7. Müsakât şirketi: Bağda üzüm, bahçelerde meyve ve bostanlarda sebze yetiştirmek için toprak sâhibiyle çalışacak kimse arasında yapılan bir şirket nevidir. Çalışan hastalanırsa şirket bozulur. Müzâre'a şirketi gibidir. Ağaç dikip yetiştirmek için şirket kurulmaz. Eğer kurulursa yetişen ağaçlar, toprak sâhibinin olup, çalışana ücret verilir.
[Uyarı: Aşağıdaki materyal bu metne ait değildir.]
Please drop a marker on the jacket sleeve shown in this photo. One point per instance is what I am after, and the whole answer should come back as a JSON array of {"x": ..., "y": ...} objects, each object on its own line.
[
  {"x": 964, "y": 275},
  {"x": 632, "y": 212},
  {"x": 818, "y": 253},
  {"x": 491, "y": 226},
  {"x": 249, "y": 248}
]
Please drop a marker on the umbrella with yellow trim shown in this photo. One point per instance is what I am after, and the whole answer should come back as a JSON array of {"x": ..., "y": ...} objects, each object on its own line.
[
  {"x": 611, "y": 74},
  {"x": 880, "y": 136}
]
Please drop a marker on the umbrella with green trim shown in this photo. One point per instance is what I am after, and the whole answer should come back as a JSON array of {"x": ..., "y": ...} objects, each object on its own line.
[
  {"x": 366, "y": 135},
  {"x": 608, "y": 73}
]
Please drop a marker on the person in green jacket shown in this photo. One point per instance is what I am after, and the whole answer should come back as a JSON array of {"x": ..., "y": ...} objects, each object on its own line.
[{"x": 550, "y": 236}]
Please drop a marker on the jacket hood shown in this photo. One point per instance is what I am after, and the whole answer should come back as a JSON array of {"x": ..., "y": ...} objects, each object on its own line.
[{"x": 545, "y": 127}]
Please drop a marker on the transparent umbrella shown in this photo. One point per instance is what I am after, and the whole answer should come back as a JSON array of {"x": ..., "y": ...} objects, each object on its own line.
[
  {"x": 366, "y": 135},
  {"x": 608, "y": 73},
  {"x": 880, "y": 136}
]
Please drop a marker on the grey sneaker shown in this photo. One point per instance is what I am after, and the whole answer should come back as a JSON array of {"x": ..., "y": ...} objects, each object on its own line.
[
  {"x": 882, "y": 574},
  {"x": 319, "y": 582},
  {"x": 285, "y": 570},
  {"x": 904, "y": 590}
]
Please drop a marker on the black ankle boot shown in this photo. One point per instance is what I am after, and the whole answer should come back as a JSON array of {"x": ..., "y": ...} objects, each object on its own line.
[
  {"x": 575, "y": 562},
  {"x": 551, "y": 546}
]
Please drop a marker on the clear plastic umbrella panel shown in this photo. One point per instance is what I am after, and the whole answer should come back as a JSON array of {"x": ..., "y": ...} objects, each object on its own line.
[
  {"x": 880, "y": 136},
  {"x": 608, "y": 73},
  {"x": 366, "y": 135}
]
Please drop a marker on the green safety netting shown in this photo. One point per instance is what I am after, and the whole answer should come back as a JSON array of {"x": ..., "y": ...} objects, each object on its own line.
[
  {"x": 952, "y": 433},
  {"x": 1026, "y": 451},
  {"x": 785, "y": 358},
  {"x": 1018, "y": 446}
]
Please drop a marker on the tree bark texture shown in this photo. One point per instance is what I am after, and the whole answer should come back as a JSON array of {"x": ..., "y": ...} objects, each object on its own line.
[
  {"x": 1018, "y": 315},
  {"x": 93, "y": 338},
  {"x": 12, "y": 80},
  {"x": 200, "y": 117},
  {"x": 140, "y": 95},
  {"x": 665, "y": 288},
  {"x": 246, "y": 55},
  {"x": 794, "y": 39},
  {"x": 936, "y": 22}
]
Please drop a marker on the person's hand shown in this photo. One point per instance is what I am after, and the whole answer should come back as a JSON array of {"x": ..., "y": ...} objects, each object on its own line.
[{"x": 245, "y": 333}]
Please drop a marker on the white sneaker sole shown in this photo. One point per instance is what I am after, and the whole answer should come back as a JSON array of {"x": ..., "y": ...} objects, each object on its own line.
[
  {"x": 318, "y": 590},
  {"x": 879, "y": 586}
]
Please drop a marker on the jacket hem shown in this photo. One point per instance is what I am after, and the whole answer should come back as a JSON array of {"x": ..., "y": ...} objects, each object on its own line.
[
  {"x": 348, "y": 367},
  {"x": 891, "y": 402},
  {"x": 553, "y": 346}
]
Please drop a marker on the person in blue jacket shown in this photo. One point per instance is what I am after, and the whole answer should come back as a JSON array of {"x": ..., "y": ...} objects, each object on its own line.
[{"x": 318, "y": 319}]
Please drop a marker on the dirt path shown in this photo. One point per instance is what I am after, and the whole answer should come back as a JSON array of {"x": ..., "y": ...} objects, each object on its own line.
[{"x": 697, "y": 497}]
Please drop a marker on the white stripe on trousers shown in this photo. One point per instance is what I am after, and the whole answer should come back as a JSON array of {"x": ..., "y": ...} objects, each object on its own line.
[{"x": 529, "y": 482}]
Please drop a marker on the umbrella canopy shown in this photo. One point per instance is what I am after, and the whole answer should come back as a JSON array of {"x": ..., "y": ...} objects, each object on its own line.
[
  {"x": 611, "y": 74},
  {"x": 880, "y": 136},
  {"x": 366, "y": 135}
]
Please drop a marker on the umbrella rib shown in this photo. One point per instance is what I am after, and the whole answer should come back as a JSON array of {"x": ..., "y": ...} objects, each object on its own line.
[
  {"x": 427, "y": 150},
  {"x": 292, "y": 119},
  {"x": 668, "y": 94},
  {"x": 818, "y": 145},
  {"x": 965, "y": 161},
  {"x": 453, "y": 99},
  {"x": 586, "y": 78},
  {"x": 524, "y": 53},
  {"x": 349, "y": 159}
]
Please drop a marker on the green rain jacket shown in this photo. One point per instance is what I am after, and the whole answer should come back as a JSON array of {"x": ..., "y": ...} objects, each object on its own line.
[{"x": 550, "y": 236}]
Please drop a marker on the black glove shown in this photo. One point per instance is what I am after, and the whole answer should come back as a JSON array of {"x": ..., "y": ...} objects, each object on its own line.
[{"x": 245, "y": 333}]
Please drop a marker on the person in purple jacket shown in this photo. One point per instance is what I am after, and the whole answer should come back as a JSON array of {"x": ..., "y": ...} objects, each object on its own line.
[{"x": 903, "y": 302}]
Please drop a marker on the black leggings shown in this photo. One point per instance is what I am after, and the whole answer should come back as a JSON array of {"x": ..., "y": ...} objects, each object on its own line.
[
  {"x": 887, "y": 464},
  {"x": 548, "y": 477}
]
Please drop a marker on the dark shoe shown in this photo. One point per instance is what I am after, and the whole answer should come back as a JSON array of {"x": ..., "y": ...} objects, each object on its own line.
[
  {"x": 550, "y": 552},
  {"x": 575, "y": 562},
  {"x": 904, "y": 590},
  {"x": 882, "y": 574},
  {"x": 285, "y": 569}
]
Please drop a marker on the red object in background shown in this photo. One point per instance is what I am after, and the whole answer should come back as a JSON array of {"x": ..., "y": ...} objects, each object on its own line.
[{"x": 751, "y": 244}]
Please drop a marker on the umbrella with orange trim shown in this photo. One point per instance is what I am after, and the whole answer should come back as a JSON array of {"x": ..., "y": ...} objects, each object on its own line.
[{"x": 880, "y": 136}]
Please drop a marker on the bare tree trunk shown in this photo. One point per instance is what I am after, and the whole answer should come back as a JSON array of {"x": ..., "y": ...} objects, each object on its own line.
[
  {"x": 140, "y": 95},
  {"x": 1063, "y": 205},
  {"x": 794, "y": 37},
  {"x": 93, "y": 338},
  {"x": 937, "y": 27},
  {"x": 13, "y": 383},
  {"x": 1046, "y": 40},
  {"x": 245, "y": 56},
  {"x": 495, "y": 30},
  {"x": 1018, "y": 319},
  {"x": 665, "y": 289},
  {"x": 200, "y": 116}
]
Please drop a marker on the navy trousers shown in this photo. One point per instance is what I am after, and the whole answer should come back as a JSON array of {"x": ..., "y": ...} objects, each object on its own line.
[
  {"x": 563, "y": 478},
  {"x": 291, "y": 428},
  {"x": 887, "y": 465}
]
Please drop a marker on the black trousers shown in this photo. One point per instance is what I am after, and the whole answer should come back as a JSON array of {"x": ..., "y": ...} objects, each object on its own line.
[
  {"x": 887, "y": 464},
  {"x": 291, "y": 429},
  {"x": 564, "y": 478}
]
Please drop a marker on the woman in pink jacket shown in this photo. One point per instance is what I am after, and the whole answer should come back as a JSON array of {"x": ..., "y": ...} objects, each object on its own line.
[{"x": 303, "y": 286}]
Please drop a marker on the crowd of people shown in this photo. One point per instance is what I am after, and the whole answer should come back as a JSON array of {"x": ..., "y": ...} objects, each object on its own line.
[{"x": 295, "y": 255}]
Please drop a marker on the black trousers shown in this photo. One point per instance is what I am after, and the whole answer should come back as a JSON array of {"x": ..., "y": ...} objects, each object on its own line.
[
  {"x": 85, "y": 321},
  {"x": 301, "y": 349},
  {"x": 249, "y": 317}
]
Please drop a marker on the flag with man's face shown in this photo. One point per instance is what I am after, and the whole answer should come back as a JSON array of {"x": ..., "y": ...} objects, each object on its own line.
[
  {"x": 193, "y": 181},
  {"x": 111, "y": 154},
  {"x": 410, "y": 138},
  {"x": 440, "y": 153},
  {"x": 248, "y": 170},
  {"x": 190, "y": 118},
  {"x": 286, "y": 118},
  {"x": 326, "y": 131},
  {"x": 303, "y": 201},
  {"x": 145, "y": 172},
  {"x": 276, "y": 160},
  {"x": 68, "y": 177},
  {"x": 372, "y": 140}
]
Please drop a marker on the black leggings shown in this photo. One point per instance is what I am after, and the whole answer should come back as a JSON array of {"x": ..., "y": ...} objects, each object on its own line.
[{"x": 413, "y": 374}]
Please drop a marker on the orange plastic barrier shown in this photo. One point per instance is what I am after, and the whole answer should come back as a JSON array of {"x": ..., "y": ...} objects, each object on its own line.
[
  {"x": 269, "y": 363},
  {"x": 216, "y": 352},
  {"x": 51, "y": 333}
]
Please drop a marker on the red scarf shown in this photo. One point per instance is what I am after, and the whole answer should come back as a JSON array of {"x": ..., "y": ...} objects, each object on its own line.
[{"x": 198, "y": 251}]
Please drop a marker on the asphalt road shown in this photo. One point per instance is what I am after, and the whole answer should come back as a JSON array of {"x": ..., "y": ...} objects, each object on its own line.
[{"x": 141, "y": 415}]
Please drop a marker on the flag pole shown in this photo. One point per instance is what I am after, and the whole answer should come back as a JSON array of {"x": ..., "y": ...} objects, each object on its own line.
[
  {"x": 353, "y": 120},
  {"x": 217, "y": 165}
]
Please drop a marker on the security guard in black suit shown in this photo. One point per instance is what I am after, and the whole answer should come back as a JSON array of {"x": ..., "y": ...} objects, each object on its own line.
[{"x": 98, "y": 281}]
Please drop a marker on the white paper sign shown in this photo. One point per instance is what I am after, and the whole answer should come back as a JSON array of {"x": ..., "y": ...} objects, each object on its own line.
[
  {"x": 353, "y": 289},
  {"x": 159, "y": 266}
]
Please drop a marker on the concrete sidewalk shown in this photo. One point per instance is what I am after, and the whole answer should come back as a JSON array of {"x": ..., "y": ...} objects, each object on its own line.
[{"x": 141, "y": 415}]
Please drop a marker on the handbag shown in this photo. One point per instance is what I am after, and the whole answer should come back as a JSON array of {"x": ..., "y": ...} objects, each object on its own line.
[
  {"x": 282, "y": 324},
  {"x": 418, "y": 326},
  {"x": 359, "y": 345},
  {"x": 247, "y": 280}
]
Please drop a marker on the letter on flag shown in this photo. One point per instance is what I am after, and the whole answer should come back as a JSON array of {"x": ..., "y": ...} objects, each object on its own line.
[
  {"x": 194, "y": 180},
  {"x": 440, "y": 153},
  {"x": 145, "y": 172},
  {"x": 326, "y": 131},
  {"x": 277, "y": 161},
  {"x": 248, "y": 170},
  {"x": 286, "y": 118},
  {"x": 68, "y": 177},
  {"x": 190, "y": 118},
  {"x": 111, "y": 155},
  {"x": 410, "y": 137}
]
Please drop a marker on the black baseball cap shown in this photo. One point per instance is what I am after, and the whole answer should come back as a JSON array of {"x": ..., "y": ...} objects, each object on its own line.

İslâm hukûkuna göre vekil tutulması uygun olmayan şeylerde meselâ; odun, ot toplamak, yemek için avlamak, su dağıtmak için ve dağlardaki sâhipsiz ağaçlardan meyve toplamak ve umûma (halka) serbest olan yerden tuz, mâden çıkarmak ve böyle topraklardan yapılmış tuğla ve kiremidi pişirmek gibi serbest olan şeyleri yapmak için şirket kurulamaz. Bu gibi yerlerde herkesin topladığı kendisinin olur. Yardım eden olursa ona ücret verir ve ücret toplanan şeyin değerinin yarısını geçmez.